Later, when the spring show choir show rolled around, all of the seniors had to sing at least one line solo. They were doing a Wizard of Oz/Wiz/Wicked mashup show and my son jokingly asked to be the yellow brick road so he could bypass the singing. He was the Cowardly Lion.
He was funny in the role and then he sang. The looks I saw from the people who had no idea he could do that warmed a mother’s heart. The comments from everyone made my son blush as they wished they had known all year what he was capable of.
I remembered the day he left for college, so excited and ready. I remembered two weeks later when he came home despondent and disillusioned. I remembered his confusion about what to do, what to be, where to be. I remembered the transfers, the new opportunities to play football at the college level, the changes and eventually the day he came home to tell me he had had an epiphany as he ran across the campus of his new school.
I remembered his surgery involving 8 long pins stuck in his toes to fix the damage a decade of football had done to his feet. How he was beginning an internship at the radio station the next week and how he persevered on crutches, with me driving him to fulfill his duties of picking up lunch for the show hosts. I remembered how we bonded and laughed together as we made those pick ups and deliveries.
I remembered his trips to Germany and then to China as he pursued his love of video games. I remembered the call when he was unsure where in China they had taken him and then we were cut off. How for 24 hours we panicked.
I remembered helping him move into his new apartment after graduation. I remembered playing tennis with him at his second apartment after he lost his first real job. He had a hard time understanding how a company could act like these people had acted, how you could end up unemployed through no fault of your own. I remembered trying to give him hope and excitement about what was to come. He walked with me and talked with me and laughed at my tennis playing, but I don’t know if he ever really believed that things would work out like I told him they would.
But they did.
I am looking at him now, about to get married, doing what his “epiphany” had led him to do.
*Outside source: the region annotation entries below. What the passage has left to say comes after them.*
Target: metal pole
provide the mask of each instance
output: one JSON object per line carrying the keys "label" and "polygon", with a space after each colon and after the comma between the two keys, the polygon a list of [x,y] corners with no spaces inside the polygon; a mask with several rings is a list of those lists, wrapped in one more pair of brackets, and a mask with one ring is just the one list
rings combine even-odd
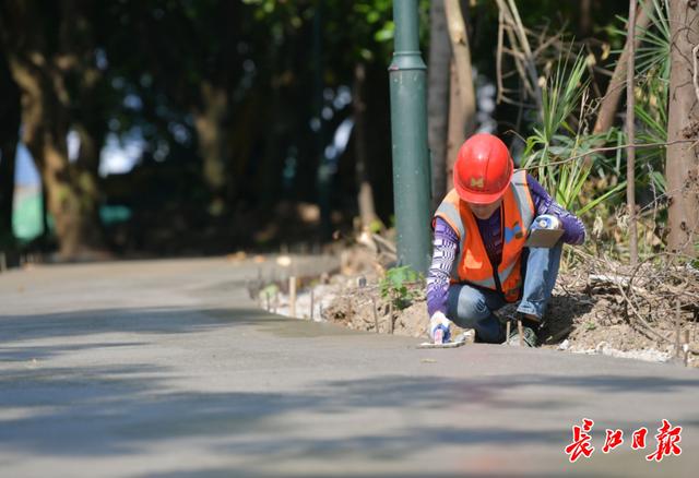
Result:
{"label": "metal pole", "polygon": [[389,76],[398,259],[426,273],[430,259],[427,67],[419,52],[417,0],[395,0],[393,20],[395,51]]}

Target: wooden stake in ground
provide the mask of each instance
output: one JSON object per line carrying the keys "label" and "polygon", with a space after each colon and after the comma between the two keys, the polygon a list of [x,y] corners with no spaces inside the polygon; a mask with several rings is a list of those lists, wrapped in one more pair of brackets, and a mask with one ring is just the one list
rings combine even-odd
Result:
{"label": "wooden stake in ground", "polygon": [[296,316],[296,277],[288,278],[288,315]]}

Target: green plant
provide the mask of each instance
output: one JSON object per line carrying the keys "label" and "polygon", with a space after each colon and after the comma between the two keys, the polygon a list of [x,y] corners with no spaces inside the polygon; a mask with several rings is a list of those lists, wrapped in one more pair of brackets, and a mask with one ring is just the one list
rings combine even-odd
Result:
{"label": "green plant", "polygon": [[[422,286],[423,275],[410,265],[389,268],[379,282],[379,291],[383,299],[391,301],[395,309],[402,310],[419,296],[415,286]],[[422,289],[422,287],[420,287]]]}
{"label": "green plant", "polygon": [[[625,182],[618,182],[583,204],[582,191],[590,175],[595,169],[606,167],[602,154],[585,153],[606,143],[615,134],[614,131],[590,134],[585,130],[587,116],[591,111],[588,80],[584,77],[587,68],[582,52],[572,64],[569,64],[567,56],[559,58],[542,89],[542,122],[533,128],[533,134],[526,139],[522,162],[524,168],[537,171],[538,181],[556,202],[578,215],[585,214],[626,186]],[[577,158],[568,160],[571,157]]]}

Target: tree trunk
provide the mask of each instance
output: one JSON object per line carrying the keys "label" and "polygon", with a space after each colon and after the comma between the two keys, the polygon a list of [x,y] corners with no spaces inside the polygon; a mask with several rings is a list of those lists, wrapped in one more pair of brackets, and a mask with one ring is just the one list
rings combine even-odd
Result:
{"label": "tree trunk", "polygon": [[369,181],[368,155],[367,155],[367,131],[366,131],[366,65],[362,62],[357,63],[354,68],[354,95],[353,95],[353,108],[354,108],[354,140],[356,151],[356,167],[357,167],[357,204],[359,206],[359,218],[362,220],[362,227],[368,228],[372,224],[376,224],[378,217],[376,215],[376,206],[374,203],[374,189]]}
{"label": "tree trunk", "polygon": [[[638,8],[638,14],[636,16],[636,40],[633,43],[635,48],[638,48],[641,41],[640,33],[643,28],[647,28],[650,24],[650,16],[648,16],[648,8],[653,8],[652,5],[647,5],[645,1],[641,1]],[[609,84],[607,85],[607,89],[605,95],[602,97],[600,103],[600,109],[597,112],[597,119],[594,123],[594,133],[604,133],[612,128],[614,124],[614,118],[616,116],[616,110],[619,106],[619,99],[621,98],[621,93],[624,93],[624,88],[626,86],[626,70],[629,58],[629,44],[628,41],[624,46],[624,50],[619,55],[619,58],[616,61],[616,65],[614,67],[614,73],[612,73],[612,80],[609,80]]]}
{"label": "tree trunk", "polygon": [[[694,0],[670,2],[671,71],[667,141],[699,136],[699,84],[697,49],[699,14]],[[667,146],[667,193],[670,196],[667,247],[697,255],[699,226],[699,155],[695,143]]]}
{"label": "tree trunk", "polygon": [[459,92],[457,68],[451,62],[450,88],[449,88],[449,133],[447,140],[447,190],[453,188],[454,163],[457,153],[464,142],[466,130],[466,116],[463,112],[463,103]]}
{"label": "tree trunk", "polygon": [[459,0],[445,0],[447,13],[447,26],[453,52],[458,87],[464,115],[464,134],[471,135],[476,126],[476,94],[471,70],[471,49],[469,48],[469,35],[461,12]]}
{"label": "tree trunk", "polygon": [[451,46],[447,34],[445,3],[429,7],[429,67],[427,87],[427,140],[431,152],[433,211],[447,194],[447,132]]}
{"label": "tree trunk", "polygon": [[228,94],[210,82],[201,84],[201,109],[194,113],[194,128],[199,140],[199,154],[203,162],[203,177],[211,192],[209,212],[221,215],[227,198],[227,139],[226,119]]}
{"label": "tree trunk", "polygon": [[20,134],[20,89],[0,50],[0,247],[13,242],[14,157]]}
{"label": "tree trunk", "polygon": [[[90,24],[78,3],[66,1],[54,7],[58,10],[47,11],[35,2],[5,2],[2,34],[12,75],[22,92],[22,140],[46,187],[59,255],[75,259],[100,244],[94,242],[96,204],[83,201],[81,193],[81,181],[88,181],[76,175],[68,160],[69,106],[74,98],[66,81],[74,74],[83,79],[79,88],[87,84],[85,61],[92,61],[94,48],[88,31],[75,27]],[[56,31],[44,28],[45,16],[51,14],[59,15]]]}

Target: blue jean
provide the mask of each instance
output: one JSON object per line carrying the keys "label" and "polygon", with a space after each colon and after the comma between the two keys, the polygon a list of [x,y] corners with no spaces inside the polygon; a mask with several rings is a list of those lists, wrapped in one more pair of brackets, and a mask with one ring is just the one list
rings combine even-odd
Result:
{"label": "blue jean", "polygon": [[[562,242],[554,248],[526,248],[522,256],[522,299],[518,312],[541,319],[558,277]],[[493,313],[507,302],[498,291],[467,284],[454,284],[449,287],[447,316],[457,325],[474,328],[481,342],[501,343],[505,331],[498,318]]]}

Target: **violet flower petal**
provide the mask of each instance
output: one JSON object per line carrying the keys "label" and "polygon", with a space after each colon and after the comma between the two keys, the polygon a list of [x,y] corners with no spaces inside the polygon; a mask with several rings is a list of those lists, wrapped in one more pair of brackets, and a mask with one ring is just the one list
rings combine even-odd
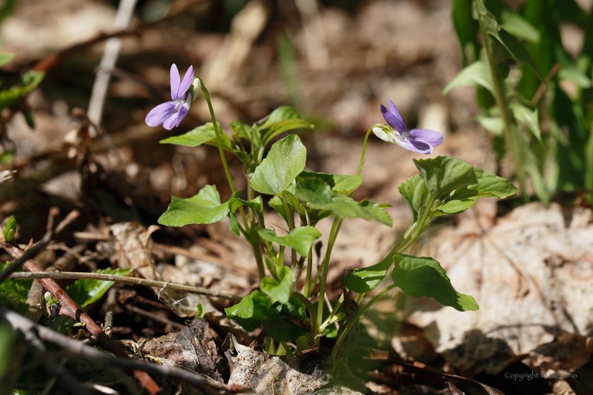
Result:
{"label": "violet flower petal", "polygon": [[[179,90],[177,92],[177,97],[174,99],[184,100],[186,99],[184,97],[185,94],[187,92],[188,90],[189,90],[189,87],[191,86],[191,83],[193,82],[193,66],[190,66],[189,68],[188,68],[187,71],[186,71],[186,74],[184,76],[183,81],[181,81],[181,83],[179,85]],[[183,117],[181,117],[181,119],[183,119]]]}
{"label": "violet flower petal", "polygon": [[145,121],[147,125],[154,128],[164,122],[173,114],[175,114],[175,102],[167,102],[150,110],[146,114]]}
{"label": "violet flower petal", "polygon": [[430,129],[412,129],[409,130],[408,138],[416,141],[423,141],[431,147],[441,145],[443,142],[443,135],[436,130]]}
{"label": "violet flower petal", "polygon": [[381,104],[381,113],[383,114],[383,118],[389,123],[389,126],[399,132],[400,135],[404,134],[407,131],[407,126],[404,121],[404,119],[402,118],[400,111],[397,111],[397,107],[395,107],[393,102],[388,100],[387,103],[389,105],[388,110],[385,106]]}
{"label": "violet flower petal", "polygon": [[174,63],[171,65],[171,98],[174,100],[179,100],[183,97],[178,97],[177,92],[179,92],[179,71],[177,70],[177,65]]}
{"label": "violet flower petal", "polygon": [[179,114],[177,111],[172,113],[171,115],[169,116],[169,118],[164,120],[164,122],[162,123],[162,127],[167,129],[167,130],[170,130],[173,128],[174,126],[177,126],[177,118]]}
{"label": "violet flower petal", "polygon": [[406,138],[397,142],[400,147],[405,148],[408,151],[413,152],[418,152],[419,154],[432,154],[433,147],[430,144],[424,142],[419,140],[412,140],[411,138]]}

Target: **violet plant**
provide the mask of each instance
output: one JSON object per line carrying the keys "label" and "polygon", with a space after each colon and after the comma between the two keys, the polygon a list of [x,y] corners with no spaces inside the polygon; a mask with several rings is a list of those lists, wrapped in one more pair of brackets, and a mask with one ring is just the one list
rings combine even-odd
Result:
{"label": "violet plant", "polygon": [[[163,123],[167,128],[179,125],[200,87],[210,109],[212,122],[161,142],[188,147],[201,144],[217,146],[232,193],[227,200],[221,202],[216,186],[206,186],[193,197],[172,197],[159,223],[182,226],[212,224],[225,217],[229,218],[233,233],[245,237],[253,248],[260,283],[260,289],[244,296],[238,304],[225,311],[229,317],[247,331],[263,326],[268,335],[266,350],[269,353],[292,353],[293,349],[288,342],[292,342],[296,351],[318,347],[321,337],[330,334],[330,327],[341,322],[339,334],[333,334],[337,336],[332,353],[335,357],[340,344],[361,315],[396,287],[412,296],[431,296],[460,311],[479,308],[472,296],[455,291],[437,261],[403,253],[426,229],[432,218],[462,212],[480,197],[507,198],[517,190],[510,183],[450,156],[414,159],[419,174],[399,188],[412,212],[409,227],[381,262],[354,269],[343,279],[345,291],[357,293],[356,303],[377,287],[390,270],[393,284],[360,308],[347,309],[349,312],[340,311],[340,306],[345,303],[342,293],[333,310],[324,316],[323,300],[332,249],[344,219],[364,218],[392,225],[391,218],[384,209],[387,205],[366,200],[358,202],[352,198],[354,191],[363,181],[360,174],[371,133],[423,154],[431,154],[443,142],[443,135],[435,130],[409,130],[397,107],[389,100],[388,109],[381,105],[386,123],[373,125],[366,133],[357,174],[306,171],[306,149],[294,131],[313,126],[301,119],[296,109],[281,107],[251,126],[235,121],[231,123],[232,132],[229,137],[221,131],[216,121],[206,87],[198,78],[189,83],[188,75],[192,74],[191,70],[190,68],[179,83],[176,66],[173,65],[171,80],[174,102],[160,104],[151,111],[146,121],[150,126]],[[264,157],[268,145],[276,136],[286,132],[291,133],[272,144]],[[232,153],[243,163],[246,200],[241,199],[240,192],[235,188],[224,151]],[[256,196],[256,193],[260,195]],[[274,229],[266,226],[261,195],[271,196],[268,204],[284,219],[288,234],[279,235]],[[326,251],[313,274],[314,244],[322,236],[316,226],[328,217],[333,217],[333,221]],[[285,265],[287,248],[290,250],[289,259],[286,260],[289,265]],[[301,280],[304,270],[304,279]],[[316,306],[312,301],[316,299],[318,300]],[[349,298],[346,302],[353,305]]]}

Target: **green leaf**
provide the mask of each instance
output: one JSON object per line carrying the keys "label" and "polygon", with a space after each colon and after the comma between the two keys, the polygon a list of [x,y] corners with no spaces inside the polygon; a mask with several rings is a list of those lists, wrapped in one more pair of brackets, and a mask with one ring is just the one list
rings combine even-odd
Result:
{"label": "green leaf", "polygon": [[[11,263],[11,262],[7,262],[5,265],[0,264],[0,272],[6,269]],[[23,269],[18,269],[18,272],[23,272]],[[6,280],[0,284],[0,293],[10,296],[16,300],[24,303],[27,301],[27,294],[31,290],[33,281],[32,279]]]}
{"label": "green leaf", "polygon": [[251,141],[251,128],[246,123],[241,121],[233,121],[231,122],[231,128],[233,133],[236,133],[240,137]]}
{"label": "green leaf", "polygon": [[308,255],[313,243],[321,237],[321,232],[313,226],[294,228],[283,236],[276,236],[272,229],[260,229],[258,233],[264,240],[296,250],[301,257]]}
{"label": "green leaf", "polygon": [[[0,67],[2,67],[5,64],[10,63],[14,59],[16,55],[14,54],[3,54],[0,53]],[[0,377],[1,377],[1,375],[0,375]]]}
{"label": "green leaf", "polygon": [[478,198],[498,198],[504,199],[517,192],[517,188],[508,180],[496,174],[474,168],[474,174],[478,182],[461,188],[451,193],[439,205],[436,215],[459,214],[471,207]]}
{"label": "green leaf", "polygon": [[[498,31],[498,23],[496,21],[496,18],[486,8],[483,0],[474,0],[474,4],[476,5],[478,19],[480,21],[481,25],[483,26],[485,33],[502,44],[508,55],[514,58],[517,63],[529,65],[538,78],[543,80],[543,78],[539,75],[537,65],[529,52],[527,52],[527,50],[525,49],[525,47],[523,47],[523,44],[521,44],[521,42],[517,40],[517,37],[505,32],[504,29],[501,29],[500,32]],[[490,51],[491,54],[493,54],[495,47],[494,42],[487,42],[486,49]],[[498,56],[496,57],[502,59],[504,56]]]}
{"label": "green leaf", "polygon": [[[6,379],[6,374],[9,372],[8,367],[15,363],[13,358],[16,334],[7,321],[0,321],[0,377],[4,383],[10,383],[10,380]],[[4,394],[8,394],[9,390],[10,388],[5,388]]]}
{"label": "green leaf", "polygon": [[505,123],[503,119],[500,116],[484,116],[478,115],[476,116],[476,121],[478,121],[482,128],[492,132],[498,137],[502,137],[505,131]]}
{"label": "green leaf", "polygon": [[264,277],[260,282],[260,288],[262,292],[284,305],[288,303],[290,296],[292,272],[289,267],[284,266],[277,270],[277,274],[280,281],[270,277]]}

I think back only a week ago to when he spoke to the young people at our church, telling them that he was sitting right where they were not all of that long ago. That the path he had taken was winding and unexpected. That you have to follow your heart, listen to God.
And now, I wonder about what the future holds, for all of us. How life is about to change-again. How the journey so far has been so amazing. How at times I have been so positive by day and so terrified at night. How I have tried to do the best I knew how although I fell short so often. How this amazing kid turned out alright in spite of me. How I could not ask for more out of life than to have raised what I used to tell people I was charged to raise- a good human.
And hopefully, although that voice told me to teach him to leave, he will always want to come back. To watch football, to play bad tennis, to fix a meal together. I know between work and his new family and his friends and his own life, our times together will be fewer and fewer.
No matter what happens, where the road winds next, I have these snippets of memories and so many more. You can only go through life one season at a time. A new football season has begun as has a new season of life for us all. Who knows what this season will hold. I have the excitement of the unknown ahead and the memories of the past to hold on to. And I can not really ask for anything more.